Nothing in life is free. You pay for everything, and the bottom-line medium of exchange is energy. Brain energy! Part of growing up involves deciding the price you are willing to pay.
—Arlene R. Taylor PhD
Every human brain develops uniquely. Because of this no two brains are ever identical in structure, function, or perception—not even brains of identical twins! This understanding has been immensely helpful in allowing me to avoid meaningless argument and foolish controversy. Much of the time arguments simply involve perception differences between two brains, although some people believe that if they talk louder, faster, and longer, somehow that might force the other person’s brain to perceive the information in the same way. In the main I have given up all expectations for another brain to understanding mine completely (I don’t even understand it completely), and vice versa.
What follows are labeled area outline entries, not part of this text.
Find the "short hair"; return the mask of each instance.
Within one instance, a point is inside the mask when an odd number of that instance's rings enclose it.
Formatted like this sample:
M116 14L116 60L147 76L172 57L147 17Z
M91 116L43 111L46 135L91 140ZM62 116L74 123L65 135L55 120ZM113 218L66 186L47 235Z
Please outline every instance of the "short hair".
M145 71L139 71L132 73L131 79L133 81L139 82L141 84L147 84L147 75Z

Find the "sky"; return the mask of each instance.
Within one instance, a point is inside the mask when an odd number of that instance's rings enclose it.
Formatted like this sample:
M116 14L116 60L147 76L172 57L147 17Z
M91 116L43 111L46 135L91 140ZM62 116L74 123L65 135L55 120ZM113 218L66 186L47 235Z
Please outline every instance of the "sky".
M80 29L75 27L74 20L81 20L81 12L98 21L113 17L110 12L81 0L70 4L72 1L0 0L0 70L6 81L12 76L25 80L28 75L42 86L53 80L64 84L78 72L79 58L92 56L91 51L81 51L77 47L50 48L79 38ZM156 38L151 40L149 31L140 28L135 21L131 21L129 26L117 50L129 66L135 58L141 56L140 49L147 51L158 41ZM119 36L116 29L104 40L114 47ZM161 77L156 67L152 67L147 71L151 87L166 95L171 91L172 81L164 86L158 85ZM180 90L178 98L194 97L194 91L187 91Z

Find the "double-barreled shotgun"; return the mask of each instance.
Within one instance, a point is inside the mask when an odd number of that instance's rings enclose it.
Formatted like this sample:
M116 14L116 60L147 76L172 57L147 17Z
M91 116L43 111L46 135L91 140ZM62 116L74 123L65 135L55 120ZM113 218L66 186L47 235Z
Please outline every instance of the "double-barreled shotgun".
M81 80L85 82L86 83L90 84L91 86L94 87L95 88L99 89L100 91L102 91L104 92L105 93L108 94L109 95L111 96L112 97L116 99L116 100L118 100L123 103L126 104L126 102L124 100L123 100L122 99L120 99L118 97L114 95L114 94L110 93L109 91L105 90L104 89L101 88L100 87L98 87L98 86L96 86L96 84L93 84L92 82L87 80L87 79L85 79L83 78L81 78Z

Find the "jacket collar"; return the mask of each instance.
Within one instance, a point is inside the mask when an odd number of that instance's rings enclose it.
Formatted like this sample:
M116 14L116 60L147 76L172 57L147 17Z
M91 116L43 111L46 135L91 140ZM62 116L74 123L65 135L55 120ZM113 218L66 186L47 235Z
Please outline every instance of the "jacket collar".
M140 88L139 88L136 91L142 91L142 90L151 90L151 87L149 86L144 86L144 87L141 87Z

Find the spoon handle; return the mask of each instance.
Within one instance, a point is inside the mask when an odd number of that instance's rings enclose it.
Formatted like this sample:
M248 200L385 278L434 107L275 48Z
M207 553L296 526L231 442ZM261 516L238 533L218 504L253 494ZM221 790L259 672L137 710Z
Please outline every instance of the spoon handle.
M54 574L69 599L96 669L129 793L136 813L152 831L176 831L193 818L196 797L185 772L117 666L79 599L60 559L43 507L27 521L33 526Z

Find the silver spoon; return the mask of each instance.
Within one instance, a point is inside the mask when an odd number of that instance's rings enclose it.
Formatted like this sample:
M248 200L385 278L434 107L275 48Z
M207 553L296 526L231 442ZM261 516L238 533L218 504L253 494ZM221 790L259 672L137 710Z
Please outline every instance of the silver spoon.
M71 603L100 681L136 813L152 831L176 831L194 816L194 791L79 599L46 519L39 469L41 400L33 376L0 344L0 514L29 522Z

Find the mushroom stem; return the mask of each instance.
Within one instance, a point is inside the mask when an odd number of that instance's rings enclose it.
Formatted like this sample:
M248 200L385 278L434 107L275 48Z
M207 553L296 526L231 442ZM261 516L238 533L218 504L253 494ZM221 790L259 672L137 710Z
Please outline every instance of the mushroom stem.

Learning about brain function gives you the option to apply the knowledge you gained on a daily basis. No doubt you can figure out many practical applications on your own, and you will need to do just that in order to live your life by design, expend your energy efficiently, and thrive. Because it is often easier to start from something than from nothing, and in response to numerous requests, I have prepared a collection of practical application summaries. My goal is to share information that will stimulate thinking and observation, trigger increased awareness at an individual level, and provide another way to view behaviors. Use these summaries as a springboard for your own practical applications and have fun in the process!
In preparing these summaries, I have relied heavily on brain function research, a plethora of studies, collaboration with other brain researchers, and discussions with experts in a variety of genres. Nevertheless, the summaries represent my own brain’s perception. There will be some who do not agree with my opinions. In those cases I suggest the individuals study the research for themselves and come to their own conclusions.
Typically, conclusions from research projects and studies are presented in the form of generalizations that apply to nearly 70% of the population (to the first standard deviation on either side of the mean). There are always exceptions based on individuality. No two brains are ever identical in function, structure, or perception—not even those of identical twins.
If some of your personal characteristics don’t match a specific generalization, it doesn’t invalidate the research findings. It does exemplify individual uniqueness. Avoid discounting first-impression mismatches too quickly. Perhaps you haven’t had the opportunity to hone a specific skill, or your personal past experiences have impacted you in unusual ways.